Who decides if parents can move with children after a divorce?

On Behalf of | Jan 3, 2024 | Child Custody & Visitation |

Parents typically share parental rights and responsibilities after a Colorado divorce. They each get to spend a certain amount of time with the children and have a say in the major decisions about their daily lives. In most cases, parents need to maintain some degree of proximity to one another if they want to share custody equally.

Living near one another makes frequent custody exchanges less inconvenient. However, doing so is not always a realistic goal. One parent may have family in Wyoming or a job offer in Wisconsin. If they have more parenting time, they might assume that they can relocate with the children. Is this true? Can one parent move away when subject to a court order splitting their parental rights and responsibilities with another parent?

Colorado requires consent or court approval

Any move could increase the geographic distance between the children and one of their parents. That increased distance could impact the ability of the parent to spend time with their children. Therefore, any significant move that would change the primary residence of the children typically requires pre-approval.

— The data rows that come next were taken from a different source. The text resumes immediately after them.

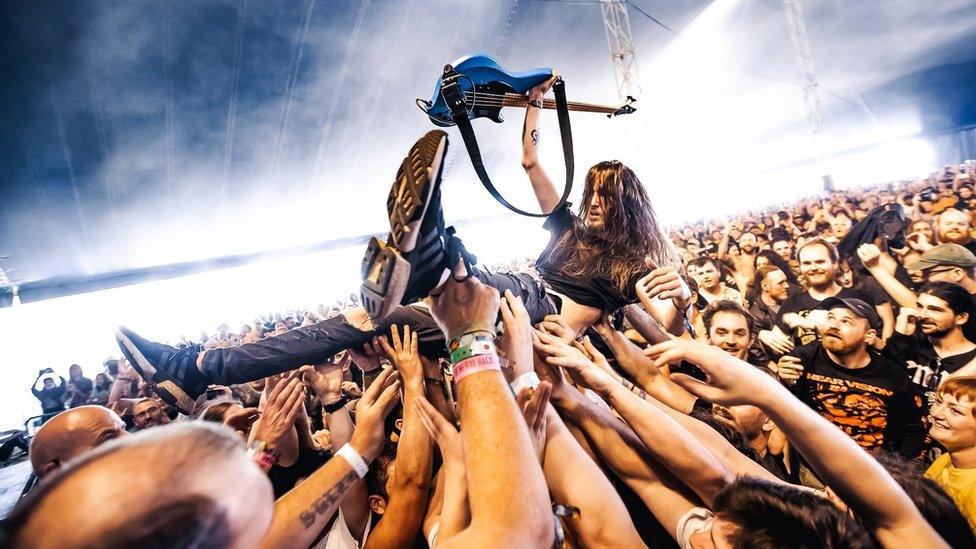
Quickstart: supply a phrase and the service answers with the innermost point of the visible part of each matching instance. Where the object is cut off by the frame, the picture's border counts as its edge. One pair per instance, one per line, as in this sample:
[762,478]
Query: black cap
[859,308]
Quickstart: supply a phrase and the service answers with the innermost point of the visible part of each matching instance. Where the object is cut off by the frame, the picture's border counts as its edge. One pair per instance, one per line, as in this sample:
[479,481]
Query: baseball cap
[857,306]
[945,254]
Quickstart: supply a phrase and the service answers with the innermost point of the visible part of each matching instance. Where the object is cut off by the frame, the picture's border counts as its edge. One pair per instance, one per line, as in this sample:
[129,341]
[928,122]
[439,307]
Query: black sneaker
[172,372]
[420,252]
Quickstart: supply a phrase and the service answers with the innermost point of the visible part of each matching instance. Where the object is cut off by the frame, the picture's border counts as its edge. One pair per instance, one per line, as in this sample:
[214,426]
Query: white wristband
[355,460]
[528,379]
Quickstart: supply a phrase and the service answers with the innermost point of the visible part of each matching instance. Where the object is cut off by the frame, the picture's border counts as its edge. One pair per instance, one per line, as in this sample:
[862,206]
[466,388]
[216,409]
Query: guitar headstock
[626,108]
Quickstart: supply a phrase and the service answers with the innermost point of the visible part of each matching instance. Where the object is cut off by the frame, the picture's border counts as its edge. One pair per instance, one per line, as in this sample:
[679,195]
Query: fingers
[395,334]
[276,391]
[427,422]
[508,317]
[388,398]
[373,391]
[539,401]
[297,406]
[592,350]
[695,387]
[390,351]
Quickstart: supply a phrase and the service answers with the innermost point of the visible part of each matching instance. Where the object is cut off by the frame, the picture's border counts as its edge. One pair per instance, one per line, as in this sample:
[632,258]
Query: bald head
[180,485]
[72,433]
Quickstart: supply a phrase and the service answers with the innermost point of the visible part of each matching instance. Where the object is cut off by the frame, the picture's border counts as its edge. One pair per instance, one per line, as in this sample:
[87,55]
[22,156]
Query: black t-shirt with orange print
[878,405]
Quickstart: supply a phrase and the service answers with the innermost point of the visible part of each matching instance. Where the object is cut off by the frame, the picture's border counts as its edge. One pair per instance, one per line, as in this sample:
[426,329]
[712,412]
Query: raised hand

Parents can sometimes cooperate with one another. The other parent may recognize that the move is necessary because it relates to someone’s employment or housing options. They could then cooperate to adjust the existing arrangements for their family to allow the relocation.

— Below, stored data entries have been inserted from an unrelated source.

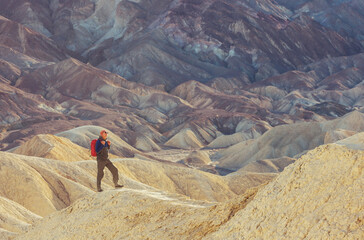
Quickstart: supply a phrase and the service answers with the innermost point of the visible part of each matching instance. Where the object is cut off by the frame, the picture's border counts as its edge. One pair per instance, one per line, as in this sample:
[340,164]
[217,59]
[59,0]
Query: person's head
[103,134]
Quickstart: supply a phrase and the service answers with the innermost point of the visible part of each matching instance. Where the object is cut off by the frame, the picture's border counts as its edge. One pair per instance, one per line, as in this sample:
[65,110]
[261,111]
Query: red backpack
[93,149]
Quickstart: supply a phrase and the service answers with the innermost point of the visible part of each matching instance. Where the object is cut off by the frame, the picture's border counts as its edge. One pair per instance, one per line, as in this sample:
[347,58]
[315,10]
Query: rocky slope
[318,196]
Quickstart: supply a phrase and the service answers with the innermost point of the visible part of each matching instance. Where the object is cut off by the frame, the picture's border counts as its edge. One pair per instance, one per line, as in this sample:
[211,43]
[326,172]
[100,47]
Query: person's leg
[100,173]
[114,171]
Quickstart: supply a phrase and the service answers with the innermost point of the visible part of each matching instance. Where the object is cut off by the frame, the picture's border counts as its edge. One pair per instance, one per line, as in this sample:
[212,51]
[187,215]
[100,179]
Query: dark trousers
[100,171]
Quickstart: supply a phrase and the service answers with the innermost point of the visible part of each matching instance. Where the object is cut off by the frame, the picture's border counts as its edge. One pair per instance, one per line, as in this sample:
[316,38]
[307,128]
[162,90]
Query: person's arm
[98,146]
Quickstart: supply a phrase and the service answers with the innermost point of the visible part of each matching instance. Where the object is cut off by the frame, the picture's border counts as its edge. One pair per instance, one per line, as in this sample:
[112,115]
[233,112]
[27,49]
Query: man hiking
[102,149]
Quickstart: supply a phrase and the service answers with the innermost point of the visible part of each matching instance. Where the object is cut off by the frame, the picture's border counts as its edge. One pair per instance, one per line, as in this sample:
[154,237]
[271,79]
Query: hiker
[102,149]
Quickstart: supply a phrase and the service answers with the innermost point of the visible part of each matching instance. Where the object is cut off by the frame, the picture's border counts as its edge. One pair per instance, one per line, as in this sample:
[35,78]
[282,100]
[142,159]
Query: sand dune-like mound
[131,214]
[53,147]
[317,197]
[83,136]
[36,183]
[146,144]
[14,218]
[185,139]
[171,178]
[197,158]
[354,142]
[288,140]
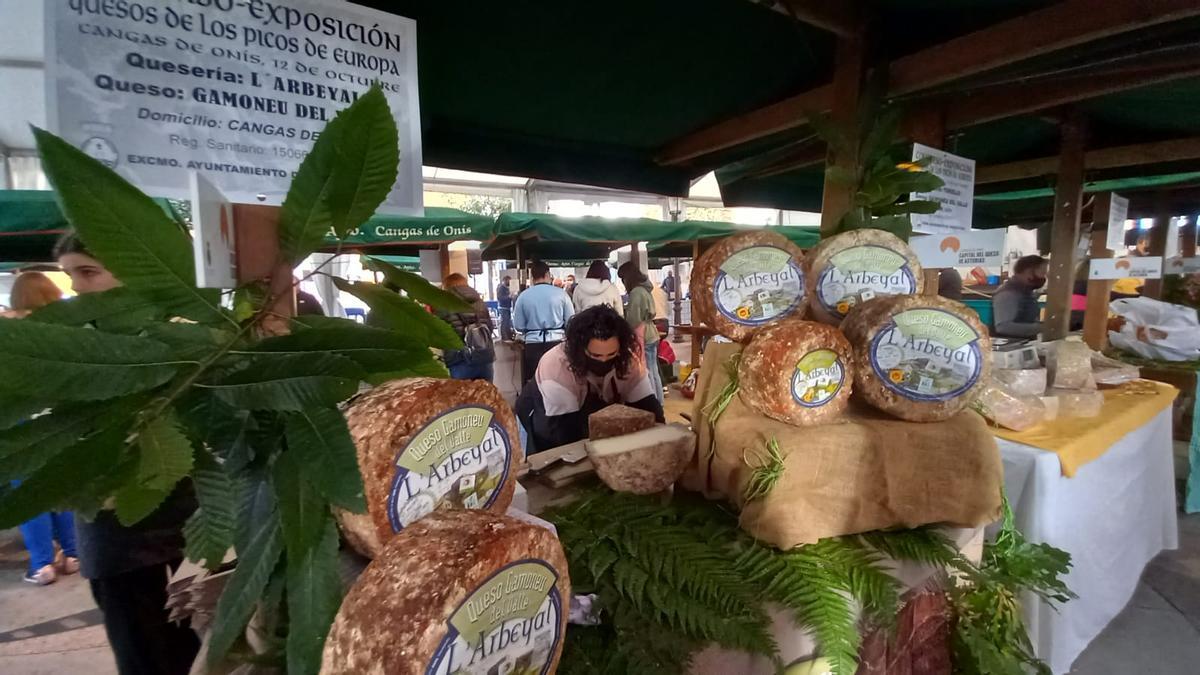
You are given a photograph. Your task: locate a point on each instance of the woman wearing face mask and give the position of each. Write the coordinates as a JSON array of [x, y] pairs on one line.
[[129, 566], [598, 364]]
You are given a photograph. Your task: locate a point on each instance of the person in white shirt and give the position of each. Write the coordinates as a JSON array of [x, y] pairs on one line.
[[598, 290]]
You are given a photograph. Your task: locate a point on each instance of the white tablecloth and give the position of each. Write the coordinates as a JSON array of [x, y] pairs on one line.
[[1115, 515]]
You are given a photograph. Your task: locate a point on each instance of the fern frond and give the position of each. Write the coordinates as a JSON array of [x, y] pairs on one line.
[[715, 407], [766, 475]]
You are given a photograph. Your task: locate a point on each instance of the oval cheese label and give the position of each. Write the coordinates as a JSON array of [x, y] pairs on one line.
[[459, 459], [509, 625], [817, 378], [861, 273], [759, 285], [927, 354]]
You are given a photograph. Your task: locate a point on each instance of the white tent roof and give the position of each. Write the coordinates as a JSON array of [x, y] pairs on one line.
[[22, 83]]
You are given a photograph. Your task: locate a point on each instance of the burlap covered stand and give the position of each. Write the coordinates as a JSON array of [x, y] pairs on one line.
[[867, 472]]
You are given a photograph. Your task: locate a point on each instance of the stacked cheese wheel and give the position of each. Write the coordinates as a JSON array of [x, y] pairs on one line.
[[747, 281], [459, 591], [426, 444], [855, 267], [917, 357], [797, 371]]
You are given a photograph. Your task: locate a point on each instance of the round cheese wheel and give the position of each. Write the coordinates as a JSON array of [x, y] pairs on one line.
[[919, 358], [857, 266], [424, 444], [797, 371], [747, 281], [460, 591]]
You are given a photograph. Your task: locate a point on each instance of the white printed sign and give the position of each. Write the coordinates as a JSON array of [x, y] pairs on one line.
[[235, 89], [1126, 268], [976, 248], [1119, 210], [213, 240], [957, 196], [1181, 266]]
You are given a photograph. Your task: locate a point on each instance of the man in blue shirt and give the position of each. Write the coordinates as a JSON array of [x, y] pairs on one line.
[[541, 314], [504, 300]]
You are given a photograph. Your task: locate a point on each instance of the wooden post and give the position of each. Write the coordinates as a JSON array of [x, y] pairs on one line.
[[1096, 316], [1065, 233], [1153, 287], [928, 127], [444, 261], [847, 87], [256, 230], [521, 266]]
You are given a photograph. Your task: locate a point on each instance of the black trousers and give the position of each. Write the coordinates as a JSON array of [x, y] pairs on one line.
[[143, 641], [531, 356]]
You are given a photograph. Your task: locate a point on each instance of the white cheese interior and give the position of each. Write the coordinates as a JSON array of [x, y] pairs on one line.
[[639, 440]]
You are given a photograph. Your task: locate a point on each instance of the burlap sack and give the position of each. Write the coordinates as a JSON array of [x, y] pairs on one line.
[[868, 472]]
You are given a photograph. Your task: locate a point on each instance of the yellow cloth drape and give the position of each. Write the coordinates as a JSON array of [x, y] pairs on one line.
[[1080, 440]]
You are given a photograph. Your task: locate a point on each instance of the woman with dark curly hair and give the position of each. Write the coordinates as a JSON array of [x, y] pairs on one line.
[[598, 364]]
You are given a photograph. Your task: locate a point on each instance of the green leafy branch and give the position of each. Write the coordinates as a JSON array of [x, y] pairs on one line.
[[881, 185], [159, 394]]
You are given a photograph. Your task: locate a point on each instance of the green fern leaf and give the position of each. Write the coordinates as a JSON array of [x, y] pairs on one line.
[[209, 531]]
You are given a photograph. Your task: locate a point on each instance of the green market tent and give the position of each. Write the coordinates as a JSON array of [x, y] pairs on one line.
[[801, 236], [611, 84], [1147, 114], [30, 223], [407, 234], [580, 239], [407, 263]]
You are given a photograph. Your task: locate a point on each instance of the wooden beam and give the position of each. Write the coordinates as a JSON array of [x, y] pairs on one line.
[[1176, 150], [1061, 25], [1065, 231], [839, 17], [1153, 287], [1057, 27], [847, 81], [1039, 94], [1008, 100], [1096, 315], [778, 117]]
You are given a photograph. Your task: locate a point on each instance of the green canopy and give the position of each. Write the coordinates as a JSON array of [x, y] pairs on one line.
[[30, 223], [406, 234], [549, 237], [407, 263]]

Other times, the other parent does not agree with the relocation request. They worry that it could harm their relationship with the children or prevent them from regularly enjoying time with them. If the other parent does not cooperate, then it may be necessary to take the matter back to family court.

A Colorado family law judge can review the situation carefully to determine whether the move is appropriate. They may approve a relocation request if they believe it would be in the best interests of the children. They can then modify the existing division of parental rights and responsibilities to reflect the new circumstances and how that may change the parenting schedule.

Understanding Colorado’s approach to parental relocations, and seeking legal guidance accordingly, may benefit those hoping to move and those worried about losing touch with their children.